Zolpidem is better known by its non-generic name: Ambien. And it is magic. Sweet, sweet, dream inducing magic. Now before I start sounding like a druggie (which I totally am not, really. I don't even like pot. But it's fine if you do. No judging) let me tell you the story of how I discovered the magic of zolpidem...
I got pregnant when I was 23. (on purpose) And because I was a young, first-time, paranoid prego, I refused to stay on any of my anxiety meds. I didn't even eat sushi for a whole 2 trimesters (sushi should be categorized as a drug, it's sooooo addictive). But my anxiety-addled brain was not a fan and I got really anxious, depressed, and near suicidal. The anxious thoughts kept me up at night. Not sleeping increased the anxious thoughts. And it just spiraled until I finally agreed to take something to help me relax and sleep: zolpidem. And, like I said, it was magic. It let me sleep while my sweet daughter practiced headers with my bladder. It soothed my mind when I was afraid her never-ending hiccups might somehow damage her (or me!). It gave me a reliable one night of full to excessive sleep a week. And therefore I survived pregnancy, and I even relaxed enough to have sex while pregnant a couple times (that was a big deal, since I was the opposite of so many women and was way to anxious to be horny while knocked up, which pissed me off, but not as much as it disappointed my husband).

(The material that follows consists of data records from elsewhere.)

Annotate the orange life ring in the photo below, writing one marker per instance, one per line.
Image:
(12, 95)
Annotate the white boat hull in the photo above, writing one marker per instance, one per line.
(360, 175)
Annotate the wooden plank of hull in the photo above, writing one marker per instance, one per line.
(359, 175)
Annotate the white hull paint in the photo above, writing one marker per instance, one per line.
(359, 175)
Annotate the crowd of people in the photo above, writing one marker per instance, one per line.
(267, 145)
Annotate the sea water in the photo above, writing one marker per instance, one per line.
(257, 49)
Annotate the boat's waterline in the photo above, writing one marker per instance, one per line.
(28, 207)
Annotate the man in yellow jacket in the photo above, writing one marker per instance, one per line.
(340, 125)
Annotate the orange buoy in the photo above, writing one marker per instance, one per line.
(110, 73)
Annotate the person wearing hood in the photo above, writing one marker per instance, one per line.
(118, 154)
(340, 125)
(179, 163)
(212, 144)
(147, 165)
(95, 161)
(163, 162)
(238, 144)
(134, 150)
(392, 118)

So zolpidem saved my sanity for that last horrible trimester. It also introduced me to some trippy times, because, as I discovered, waking dreams happen sometimes on zolpidem. Usually in the form of dream characters floating above my bed in a not-quite-like-tv, not-quite-like-real-life, semi-interactive state. The first few were the most memorable, the octopus was the first, and kind of weirded me out, but my favorite was when the pirates were totally cheering on our... bed business. Nothing like a little hallucination to really turn up the heat. heh. (ok, at this point I think my dad is really regretting reading my blog. sorry, Dad.)
Zolpidem helped me get through a second pregnancy and now is just another tool in the arsenal of things that help me cope with (or escape from) extreme anxiety or panic attacks. (and I'm careful not to get hooked, blah, blah, blah. only use it rarely, blah, blah, so shut up, no judging, remember?)

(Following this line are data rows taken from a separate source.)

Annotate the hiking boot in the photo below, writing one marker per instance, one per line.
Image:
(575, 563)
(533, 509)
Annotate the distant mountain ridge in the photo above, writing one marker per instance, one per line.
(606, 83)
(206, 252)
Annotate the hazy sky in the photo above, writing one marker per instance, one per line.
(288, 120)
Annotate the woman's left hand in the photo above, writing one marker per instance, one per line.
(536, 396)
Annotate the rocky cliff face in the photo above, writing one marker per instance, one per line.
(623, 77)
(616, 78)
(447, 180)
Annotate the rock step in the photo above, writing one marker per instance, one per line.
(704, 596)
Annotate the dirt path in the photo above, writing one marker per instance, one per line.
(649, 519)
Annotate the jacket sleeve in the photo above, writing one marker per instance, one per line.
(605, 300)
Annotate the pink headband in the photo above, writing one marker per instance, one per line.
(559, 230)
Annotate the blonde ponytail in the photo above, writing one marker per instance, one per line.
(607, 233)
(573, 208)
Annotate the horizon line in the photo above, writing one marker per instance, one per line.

That's how I'm going to put this little A to Z challenge to bed (so to speak). It's been a fun ride and very challenging Stick around for the A to Z swearing challenge next month, which will be a lot sillier. Untill then goodnight. ZZZZZzzzzzzz.... (haha just kidding, I still have to finish dinner, do the dishes, put the kids to bed, do laundry, and watch Bones with my husband, but after that! Sleep!)